In this blog I’ll be sharing three main tips for medicine interview preparation.
For context, I only did MMIs (Multiple Mini Interviews) and for all the interviews I got, I received offers from those universities.
Read and familiarise yourself with the most common questions that this specific university or medical school likes to ask.
To do this, I read the university’s email about the different types of questions that they usually like to ask.
Make sure to draft some specific answers to the common questions too, such as, ‘Why did you apply to our specific university’, ‘What makes you better than the other candidates here today?’ and also ‘Why did you apply to medicine over nursing?’.
I know that some people say not to do this, because then your answers sound too rehearsed and practiced. So, you should stop when you are confident in the answers that you remember them, but not that you sound so rehearsed, as if you would be reciting a script.
Practice, practice and more practice.
I think that it is important to practice with anyone who you know, and just practice doing mock interviews a lot too.
If your school, or someone you know, organises mock interviews, or mock MMIs, then attend these. Don’t worry if your school doesn’t organise mock interviews or mock MMIs. You could ask someone you know for help; they could ask you questions you have pre-prepared, and then you could practise answering them. Maybe try doing it in a new room, under time pressure, and ask them to ask follow up questions. This could be a friend, teacher, or someone you live at home with.
Practicing with people outside of medicine is useful, but if you know someone who works in healthcare, this could also be useful. They don’t need to be a doctor – they could be a pharmacist, or a nurse, or a Health Care Assistant. If you don’t know anyone who works in healthcare, this won’t disadvantage you.
Remember your why.
This is my most important point: remember your why.
If you have been invited to interview, then the university definitely already wants to and can see that you should be a student there. However, the interview is just to re-affirm this and also to confirm their thought process. If you want that spot, show them, grab it with both hands, be genuine and believe in yourself. This is more powerful than any preparation. Believe in yourself, and you are already halfway there.

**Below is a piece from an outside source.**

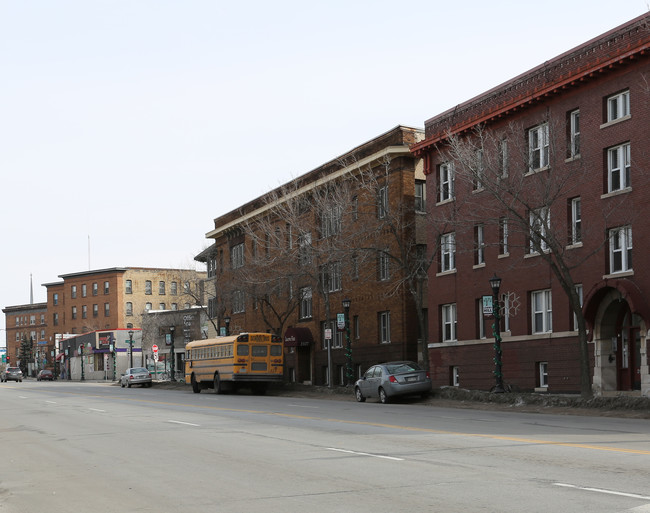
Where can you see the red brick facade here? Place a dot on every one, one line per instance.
(588, 81)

Ultimately, whatever happens on the exam day, you should be proud of yourself for getting this far. In an MMI, if you mess up one station, forget about it and move on: they restart at every station, so you have a fresh chance.
As well as preparing and practicing, remember all the interview logistics, like arriving a few minutes early, dressing smartly, and turning your phone off. If you’re not sure about any of this, make sure to contact the University you’re interviewing at to ask!